How DNA Computers Work - The History of How Scientists First Used DNA For Computing
Where it all began
The nature of DNA and how it can be used in computers
Deoxyribonucleic acid is a chain constructed from molecules called nucleotides. Each nucleotide consists of a sugar molecule, a phosphate group, and a specific group called a base. The sugar and phosphate portions link together with ester bonds, which give the chain the shape of a helix with the bases lined up.
Four different bases are found in DNA: adenine, guanine, cytosine, and thymine, each of which is represented by its initial. Cytosine and guanine tend to pair up together, as do adenine and thymine; these couplings are called base pairs. Each strand of DNA in the genome has a matching “mirror image” strand, or complement. These pair up together in a process called hybridization to form the famous double helix shape.
Information in DNA is coded in the order of the bases on a strand. Hybridization drastically reduces errors because when an error occurs, each strand can correct the other.
In traditional computing, information is stored in binary code – strings of ones and zeroes. DNA can be used in a similar way by stringing the four base pairs. Instead of binary, DNA uses quaternary, or base 4.
The first DNA computer
Leonard M. Adleman, a researcher at the University of Southern California, invented the first DNA computer in 1994. His device looked nothing like a conventional computer. It consisted of a test tube filled with clear liquid, and required the performance of several chemical processes to complete its task: a demonstration that solved a math problem.
This problem, called the Hamiltonian Path Problem, is a special case of the “traveling salesman problem.” To solve the Hamiltonian Path Problem, the DNA had to find the a path that passed through each of seven cities exactly once, with the constraints that only certain routes between cities were possible.

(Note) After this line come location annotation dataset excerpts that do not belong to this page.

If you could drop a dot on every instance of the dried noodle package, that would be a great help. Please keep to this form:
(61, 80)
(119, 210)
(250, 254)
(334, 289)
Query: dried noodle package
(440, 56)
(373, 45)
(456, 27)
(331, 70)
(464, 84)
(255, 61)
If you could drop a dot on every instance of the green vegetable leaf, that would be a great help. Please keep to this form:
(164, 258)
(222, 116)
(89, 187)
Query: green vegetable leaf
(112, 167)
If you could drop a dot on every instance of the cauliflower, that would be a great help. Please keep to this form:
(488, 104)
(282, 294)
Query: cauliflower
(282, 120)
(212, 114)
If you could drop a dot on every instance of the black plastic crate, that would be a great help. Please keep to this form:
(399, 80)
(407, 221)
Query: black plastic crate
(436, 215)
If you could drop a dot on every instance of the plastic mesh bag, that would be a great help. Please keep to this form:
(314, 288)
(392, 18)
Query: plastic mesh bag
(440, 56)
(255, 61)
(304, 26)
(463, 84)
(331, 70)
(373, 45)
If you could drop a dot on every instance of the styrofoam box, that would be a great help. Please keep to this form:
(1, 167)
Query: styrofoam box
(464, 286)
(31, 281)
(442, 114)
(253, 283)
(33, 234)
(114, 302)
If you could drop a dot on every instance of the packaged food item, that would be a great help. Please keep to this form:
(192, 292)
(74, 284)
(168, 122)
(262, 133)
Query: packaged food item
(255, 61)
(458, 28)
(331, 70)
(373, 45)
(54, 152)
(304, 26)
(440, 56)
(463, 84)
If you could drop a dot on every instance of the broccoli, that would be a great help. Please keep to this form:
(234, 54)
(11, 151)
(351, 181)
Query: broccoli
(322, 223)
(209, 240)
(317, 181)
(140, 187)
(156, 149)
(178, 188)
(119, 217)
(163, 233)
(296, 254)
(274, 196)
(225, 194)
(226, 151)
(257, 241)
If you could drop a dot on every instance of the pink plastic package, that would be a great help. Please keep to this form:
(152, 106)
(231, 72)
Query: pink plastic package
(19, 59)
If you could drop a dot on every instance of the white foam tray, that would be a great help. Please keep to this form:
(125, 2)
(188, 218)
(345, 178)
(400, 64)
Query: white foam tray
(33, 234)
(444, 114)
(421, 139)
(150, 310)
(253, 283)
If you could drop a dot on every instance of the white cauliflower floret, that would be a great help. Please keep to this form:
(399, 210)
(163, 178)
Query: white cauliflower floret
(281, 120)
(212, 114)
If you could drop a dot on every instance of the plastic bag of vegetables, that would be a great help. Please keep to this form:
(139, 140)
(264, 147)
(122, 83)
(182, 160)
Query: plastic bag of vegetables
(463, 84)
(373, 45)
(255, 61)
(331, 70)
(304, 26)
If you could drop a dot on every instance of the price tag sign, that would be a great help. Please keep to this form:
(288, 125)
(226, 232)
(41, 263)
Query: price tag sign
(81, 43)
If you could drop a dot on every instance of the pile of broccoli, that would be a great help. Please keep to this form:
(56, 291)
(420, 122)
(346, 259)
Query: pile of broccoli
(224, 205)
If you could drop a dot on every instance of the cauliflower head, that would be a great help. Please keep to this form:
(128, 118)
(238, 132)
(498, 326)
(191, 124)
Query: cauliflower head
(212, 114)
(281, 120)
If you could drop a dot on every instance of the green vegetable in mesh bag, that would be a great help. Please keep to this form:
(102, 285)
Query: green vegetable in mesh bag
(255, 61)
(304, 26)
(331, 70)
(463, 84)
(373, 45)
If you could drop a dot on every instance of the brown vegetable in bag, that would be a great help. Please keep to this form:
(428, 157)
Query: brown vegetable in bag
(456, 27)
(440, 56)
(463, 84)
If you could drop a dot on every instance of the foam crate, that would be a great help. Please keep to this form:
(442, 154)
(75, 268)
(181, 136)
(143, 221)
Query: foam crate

In this case, the DNA used the “shotgun approach”: that is, it generated all possible paths and discarded all but those which passed through each city exactly once.
The cities were encoded in short segments of DNA. Each path between two cities was also coded in a short segment of DNA These codes were connected to the city codes in an ingenious way.
Say each city code was made of six bases. London might be ACGGTT, and New York might be CTCAAG. The complements of these codes are TGCCAA and GAGTTC, respectively. The code representing the path between two cities is made from the first half of one city code’s complement and the second half of the other’s. Thus, the path from London to New York would be represented by CAAGAG, and the path from New York to London by TTCTGC.
The short strands of DNA making up the city codes and the codes for the possible paths were synthesized using existing technology, then mixed together. Because of DNA’s natural tendencies to link together and to hybridize, double strands of DNA were generated which represented, on one strand, a sequence of cities in order, and on the other, the sequence of paths between those cities.
Existing technology called gel electrophoresis allowed researchers at the time to separate DNA strands by size. Strands containing exactly seven cities were separated from the rest using this method. Next, another technique called affinity purification was used to check each strand for the city codes it contained. The strands were run through the affinity purification process once for each city. The result allowed the selection of only those strands containing all seven cities.
This DNA computer was quite unsophisticated compared to conventional computers. For example, it did not use logic gates, which make modern computing possible. That advance took another three years. It was not self-contained, as required a great deal of human intervention to do the chemistry at each step. The DNA was only the “software.” More modern DNA computers, such as the computational gene, contain both the software and the hardware and are essentially self-contained computers.